Athens will have to overcome resistance to reform from its domestic drugmakers and, perhaps most sensitive of all, a deep suspicion among Greek patients that generics are simply inferior.
“Greeks consider generics a second-class medicine due to a law in 2012 that said the poor people get generics,” said Pascal Apostolides, president of the Hellenic Association of Pharmaceutical Companies (SFEE), which represents multinational drugmakers in Greece.
The country has been making some slow progress in response to the pressure from Brussels. Generics penetration has risen 10 percentage points since 2010 and the Commission broadly argues that it is “proud of the progress” in the Greek health care sector.
In need of reform
In 2010, when the financial crisis hit, Greece’s medical system was already idiosyncratic and dysfunctional.
On the one hand, it had the highest number of doctors per capita in the EU and pharmacies at every street corner. But the system was hardly functioning well: Patients paid almost 40 percent of health care costs from their own pockets.
These costs were a debilitating weakness from both an economic and humanitarian perspective. When Greeks lost their jobs and subsequently their health insurance, many couldn’t afford life-saving medication.
Martha Frangiadakis, a volunteer at a free clinic in Athens, where doctors and pharmacists volunteer and which runs on in-kind donations, gave a stark example of the personal sacrifices that were commonplace at the height of the crisis. She described how one man came to ask for Glivec, a cancer drug that costs €3,000 per course, that he could no longer afford. The clinic put out a call and another man suffering from cancer offered to share some of his own medication. That was the only way some people could survive.
The left-wing Syriza government tried to combat these problems by passing a law last year to give health care access to those who had no insurance, but the move piled more pressure on the health system. The extra strain meant some method to contain drug costs became more vital than ever.
As Greece looks toward its exit from EU oversight next year, when the third — and many hope final — bailout agreement ends, Athens still has a lot of work to do to ensure its health system stands on its feet.
Pharmacies and doctors in the crosshairs
Greece will need far more aggressive surveillance of its pharmacies and doctors if it wants to whittle the costs down and accelerate the transition to generics.

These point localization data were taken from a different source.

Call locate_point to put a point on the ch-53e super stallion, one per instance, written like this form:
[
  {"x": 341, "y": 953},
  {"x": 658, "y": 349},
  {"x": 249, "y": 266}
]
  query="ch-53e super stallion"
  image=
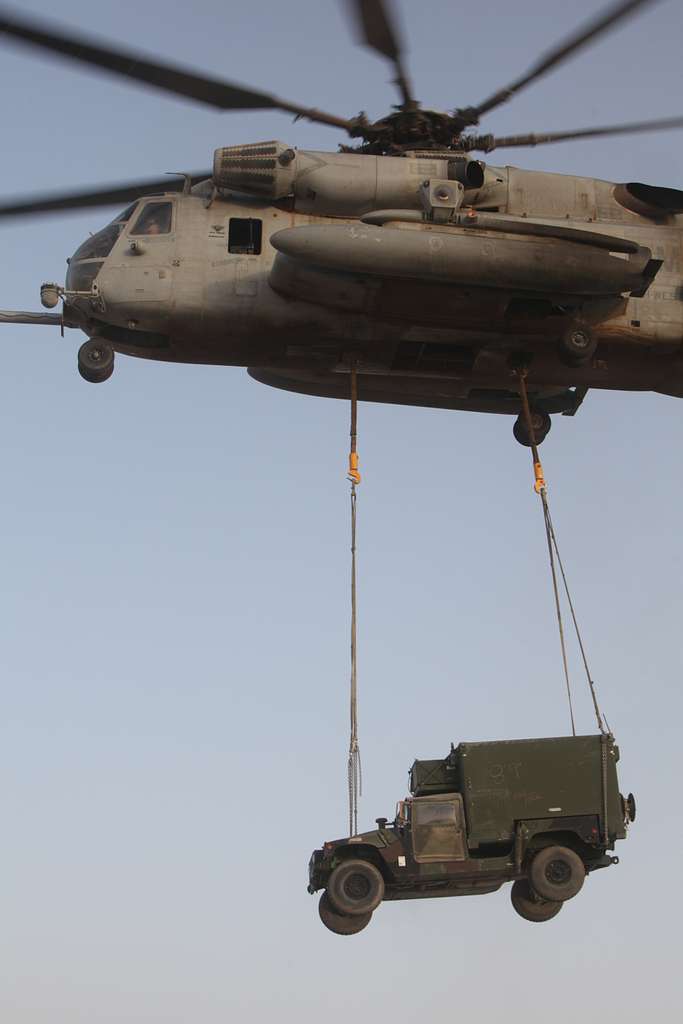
[
  {"x": 437, "y": 276},
  {"x": 540, "y": 813}
]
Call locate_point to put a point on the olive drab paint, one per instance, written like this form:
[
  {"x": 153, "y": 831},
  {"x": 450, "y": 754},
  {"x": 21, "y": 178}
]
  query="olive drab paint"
[{"x": 486, "y": 814}]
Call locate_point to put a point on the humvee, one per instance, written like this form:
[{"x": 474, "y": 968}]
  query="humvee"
[{"x": 540, "y": 813}]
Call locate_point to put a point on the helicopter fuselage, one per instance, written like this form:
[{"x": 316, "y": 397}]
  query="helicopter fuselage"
[{"x": 298, "y": 295}]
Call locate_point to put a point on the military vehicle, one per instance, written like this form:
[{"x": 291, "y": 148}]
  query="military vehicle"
[
  {"x": 540, "y": 813},
  {"x": 432, "y": 273}
]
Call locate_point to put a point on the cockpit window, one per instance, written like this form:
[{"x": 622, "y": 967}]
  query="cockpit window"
[{"x": 155, "y": 219}]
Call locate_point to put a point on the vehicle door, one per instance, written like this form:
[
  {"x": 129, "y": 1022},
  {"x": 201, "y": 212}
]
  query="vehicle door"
[{"x": 438, "y": 828}]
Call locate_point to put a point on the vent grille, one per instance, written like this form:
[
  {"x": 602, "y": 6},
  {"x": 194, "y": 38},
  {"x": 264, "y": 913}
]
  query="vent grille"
[{"x": 264, "y": 169}]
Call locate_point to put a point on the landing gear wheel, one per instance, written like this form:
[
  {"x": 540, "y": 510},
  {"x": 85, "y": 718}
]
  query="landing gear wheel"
[
  {"x": 95, "y": 360},
  {"x": 577, "y": 344},
  {"x": 556, "y": 873},
  {"x": 355, "y": 887},
  {"x": 541, "y": 423},
  {"x": 529, "y": 906},
  {"x": 341, "y": 924}
]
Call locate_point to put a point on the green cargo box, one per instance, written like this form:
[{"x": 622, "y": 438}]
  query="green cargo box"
[{"x": 506, "y": 781}]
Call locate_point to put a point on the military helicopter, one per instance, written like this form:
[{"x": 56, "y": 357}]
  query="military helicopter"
[{"x": 436, "y": 276}]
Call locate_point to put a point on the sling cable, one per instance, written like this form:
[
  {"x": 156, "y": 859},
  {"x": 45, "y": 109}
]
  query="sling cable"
[
  {"x": 554, "y": 557},
  {"x": 354, "y": 774}
]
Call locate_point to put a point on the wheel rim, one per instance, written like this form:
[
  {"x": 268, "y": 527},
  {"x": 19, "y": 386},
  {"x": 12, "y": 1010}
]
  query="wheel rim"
[
  {"x": 357, "y": 887},
  {"x": 558, "y": 872}
]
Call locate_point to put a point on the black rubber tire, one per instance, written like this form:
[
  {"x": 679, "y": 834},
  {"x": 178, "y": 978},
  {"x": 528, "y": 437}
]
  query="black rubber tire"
[
  {"x": 529, "y": 906},
  {"x": 341, "y": 924},
  {"x": 541, "y": 423},
  {"x": 556, "y": 873},
  {"x": 355, "y": 887},
  {"x": 577, "y": 344},
  {"x": 95, "y": 360}
]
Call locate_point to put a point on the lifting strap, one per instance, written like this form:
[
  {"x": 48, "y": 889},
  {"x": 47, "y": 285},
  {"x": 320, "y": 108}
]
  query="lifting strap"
[
  {"x": 354, "y": 775},
  {"x": 554, "y": 555}
]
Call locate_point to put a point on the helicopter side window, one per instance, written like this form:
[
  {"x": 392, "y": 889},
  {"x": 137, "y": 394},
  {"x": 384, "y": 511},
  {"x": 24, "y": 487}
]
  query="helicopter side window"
[
  {"x": 155, "y": 219},
  {"x": 245, "y": 236}
]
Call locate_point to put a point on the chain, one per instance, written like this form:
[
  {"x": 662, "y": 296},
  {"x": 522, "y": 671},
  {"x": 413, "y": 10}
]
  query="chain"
[{"x": 354, "y": 773}]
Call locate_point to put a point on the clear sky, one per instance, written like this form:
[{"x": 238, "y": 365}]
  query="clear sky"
[{"x": 174, "y": 601}]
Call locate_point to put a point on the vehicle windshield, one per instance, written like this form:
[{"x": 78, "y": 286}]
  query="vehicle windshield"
[{"x": 429, "y": 812}]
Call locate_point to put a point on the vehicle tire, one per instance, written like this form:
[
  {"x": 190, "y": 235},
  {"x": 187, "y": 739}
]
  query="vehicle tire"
[
  {"x": 556, "y": 873},
  {"x": 355, "y": 887},
  {"x": 577, "y": 344},
  {"x": 529, "y": 906},
  {"x": 341, "y": 924},
  {"x": 95, "y": 360},
  {"x": 541, "y": 423}
]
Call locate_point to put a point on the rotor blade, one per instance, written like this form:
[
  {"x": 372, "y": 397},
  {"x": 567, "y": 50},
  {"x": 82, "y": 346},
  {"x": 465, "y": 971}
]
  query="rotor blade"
[
  {"x": 53, "y": 203},
  {"x": 378, "y": 29},
  {"x": 14, "y": 316},
  {"x": 615, "y": 13},
  {"x": 214, "y": 92},
  {"x": 488, "y": 142}
]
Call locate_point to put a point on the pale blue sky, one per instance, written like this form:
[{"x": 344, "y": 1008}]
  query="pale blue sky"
[{"x": 174, "y": 559}]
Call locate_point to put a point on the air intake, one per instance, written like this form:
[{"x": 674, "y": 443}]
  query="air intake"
[{"x": 265, "y": 169}]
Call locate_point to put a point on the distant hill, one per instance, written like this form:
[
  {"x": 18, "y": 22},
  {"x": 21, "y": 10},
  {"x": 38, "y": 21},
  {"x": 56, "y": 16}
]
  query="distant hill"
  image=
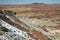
[{"x": 34, "y": 5}]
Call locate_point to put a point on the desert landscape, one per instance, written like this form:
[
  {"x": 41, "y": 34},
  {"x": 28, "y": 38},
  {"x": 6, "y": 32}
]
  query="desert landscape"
[{"x": 40, "y": 21}]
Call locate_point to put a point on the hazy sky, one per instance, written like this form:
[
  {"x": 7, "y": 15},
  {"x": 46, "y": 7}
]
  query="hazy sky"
[{"x": 28, "y": 1}]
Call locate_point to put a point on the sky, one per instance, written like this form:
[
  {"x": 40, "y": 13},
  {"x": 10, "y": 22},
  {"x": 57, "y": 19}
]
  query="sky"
[{"x": 29, "y": 1}]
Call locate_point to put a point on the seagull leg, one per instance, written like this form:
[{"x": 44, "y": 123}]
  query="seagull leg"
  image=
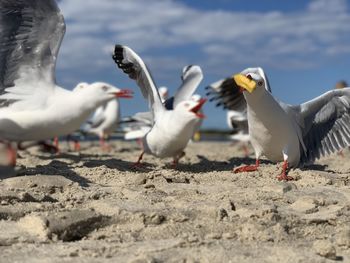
[
  {"x": 283, "y": 176},
  {"x": 104, "y": 145},
  {"x": 247, "y": 168},
  {"x": 245, "y": 150},
  {"x": 56, "y": 144},
  {"x": 12, "y": 155},
  {"x": 76, "y": 146},
  {"x": 138, "y": 163}
]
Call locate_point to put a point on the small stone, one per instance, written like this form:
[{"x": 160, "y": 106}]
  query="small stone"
[
  {"x": 343, "y": 239},
  {"x": 228, "y": 235},
  {"x": 140, "y": 179},
  {"x": 149, "y": 186},
  {"x": 305, "y": 205},
  {"x": 213, "y": 236},
  {"x": 325, "y": 249}
]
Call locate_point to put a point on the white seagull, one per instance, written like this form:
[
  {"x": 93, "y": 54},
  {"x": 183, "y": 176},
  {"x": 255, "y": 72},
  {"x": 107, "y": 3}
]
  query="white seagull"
[
  {"x": 174, "y": 122},
  {"x": 296, "y": 135},
  {"x": 105, "y": 119},
  {"x": 32, "y": 106},
  {"x": 226, "y": 95},
  {"x": 138, "y": 125}
]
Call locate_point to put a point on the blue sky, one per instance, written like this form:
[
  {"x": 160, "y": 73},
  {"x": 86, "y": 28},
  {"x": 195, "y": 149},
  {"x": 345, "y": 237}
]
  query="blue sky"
[{"x": 303, "y": 46}]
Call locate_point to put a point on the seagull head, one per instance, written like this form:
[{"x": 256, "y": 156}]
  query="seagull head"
[
  {"x": 249, "y": 82},
  {"x": 191, "y": 108},
  {"x": 191, "y": 70},
  {"x": 163, "y": 93}
]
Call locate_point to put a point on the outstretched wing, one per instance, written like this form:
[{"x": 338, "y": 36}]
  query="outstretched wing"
[
  {"x": 127, "y": 60},
  {"x": 226, "y": 94},
  {"x": 31, "y": 32},
  {"x": 191, "y": 77},
  {"x": 325, "y": 124}
]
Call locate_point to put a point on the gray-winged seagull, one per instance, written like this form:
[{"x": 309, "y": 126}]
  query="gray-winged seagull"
[
  {"x": 32, "y": 106},
  {"x": 296, "y": 135},
  {"x": 172, "y": 128}
]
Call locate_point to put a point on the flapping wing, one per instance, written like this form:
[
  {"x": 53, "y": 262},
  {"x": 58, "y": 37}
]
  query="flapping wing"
[
  {"x": 31, "y": 32},
  {"x": 127, "y": 60},
  {"x": 325, "y": 124},
  {"x": 227, "y": 94},
  {"x": 191, "y": 77}
]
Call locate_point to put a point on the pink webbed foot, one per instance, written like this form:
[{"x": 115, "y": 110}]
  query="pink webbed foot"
[
  {"x": 247, "y": 168},
  {"x": 12, "y": 155},
  {"x": 55, "y": 145},
  {"x": 138, "y": 163},
  {"x": 283, "y": 176},
  {"x": 77, "y": 147}
]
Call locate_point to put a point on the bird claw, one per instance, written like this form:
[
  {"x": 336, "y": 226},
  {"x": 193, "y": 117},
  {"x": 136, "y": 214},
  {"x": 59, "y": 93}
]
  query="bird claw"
[{"x": 246, "y": 168}]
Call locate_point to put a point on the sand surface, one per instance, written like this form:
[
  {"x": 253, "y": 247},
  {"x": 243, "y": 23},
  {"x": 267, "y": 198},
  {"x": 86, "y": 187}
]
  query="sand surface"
[{"x": 95, "y": 207}]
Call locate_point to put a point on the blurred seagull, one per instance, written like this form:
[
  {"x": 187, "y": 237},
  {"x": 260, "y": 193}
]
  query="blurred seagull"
[
  {"x": 105, "y": 120},
  {"x": 174, "y": 122},
  {"x": 296, "y": 135},
  {"x": 32, "y": 106}
]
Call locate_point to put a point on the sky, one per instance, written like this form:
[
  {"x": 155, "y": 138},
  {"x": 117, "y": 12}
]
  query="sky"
[{"x": 303, "y": 46}]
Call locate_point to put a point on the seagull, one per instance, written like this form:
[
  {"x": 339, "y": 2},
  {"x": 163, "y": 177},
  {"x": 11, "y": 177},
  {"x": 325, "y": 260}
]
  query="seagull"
[
  {"x": 32, "y": 106},
  {"x": 138, "y": 125},
  {"x": 227, "y": 96},
  {"x": 296, "y": 135},
  {"x": 173, "y": 122},
  {"x": 105, "y": 119}
]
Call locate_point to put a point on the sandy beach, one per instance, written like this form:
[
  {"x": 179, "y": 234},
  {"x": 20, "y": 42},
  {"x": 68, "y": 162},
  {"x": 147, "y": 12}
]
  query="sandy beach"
[{"x": 95, "y": 206}]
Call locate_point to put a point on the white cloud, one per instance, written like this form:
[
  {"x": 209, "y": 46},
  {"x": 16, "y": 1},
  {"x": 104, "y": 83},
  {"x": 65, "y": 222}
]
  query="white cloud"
[{"x": 169, "y": 30}]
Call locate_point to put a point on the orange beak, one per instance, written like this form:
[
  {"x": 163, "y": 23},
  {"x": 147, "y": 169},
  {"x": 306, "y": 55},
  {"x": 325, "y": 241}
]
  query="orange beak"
[
  {"x": 198, "y": 107},
  {"x": 124, "y": 93}
]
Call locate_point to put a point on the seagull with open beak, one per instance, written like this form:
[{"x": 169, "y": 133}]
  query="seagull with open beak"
[{"x": 296, "y": 135}]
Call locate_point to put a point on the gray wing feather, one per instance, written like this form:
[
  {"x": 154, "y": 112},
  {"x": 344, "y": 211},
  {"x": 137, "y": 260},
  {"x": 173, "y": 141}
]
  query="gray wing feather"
[
  {"x": 325, "y": 124},
  {"x": 225, "y": 93},
  {"x": 30, "y": 33},
  {"x": 191, "y": 78},
  {"x": 133, "y": 65}
]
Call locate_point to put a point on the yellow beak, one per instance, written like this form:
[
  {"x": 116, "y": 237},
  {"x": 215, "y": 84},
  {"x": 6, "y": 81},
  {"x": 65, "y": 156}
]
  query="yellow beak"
[{"x": 245, "y": 82}]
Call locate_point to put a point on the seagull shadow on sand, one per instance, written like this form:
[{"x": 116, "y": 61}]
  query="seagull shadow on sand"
[
  {"x": 56, "y": 167},
  {"x": 120, "y": 165},
  {"x": 205, "y": 165},
  {"x": 75, "y": 157}
]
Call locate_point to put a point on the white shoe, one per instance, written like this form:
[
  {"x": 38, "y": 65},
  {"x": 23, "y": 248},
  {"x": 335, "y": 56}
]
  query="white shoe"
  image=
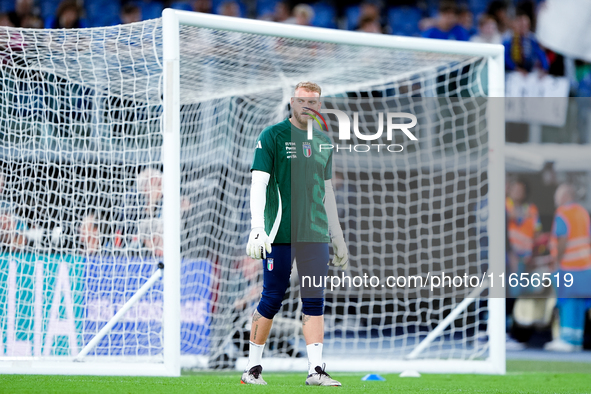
[
  {"x": 253, "y": 376},
  {"x": 512, "y": 344},
  {"x": 558, "y": 345},
  {"x": 321, "y": 378}
]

Greece’s tightly regulated pharmacies were quickly identified as a problem in the early days of the crisis, because they were widely accused of being wedded to expensive drug brands. In the first bailout agreement, the European Commission, the European Central Bank and the International Monetary Fund asked the Greek government to remove restrictions on who can open a pharmacy to create more competition. The troika also wanted Greece to introduce an electronic system to monitor doctors’ prescriptions to increase the uptake of generics.
Seven years later, many of these demands have been met on paper, but are failing to make much difference in practice.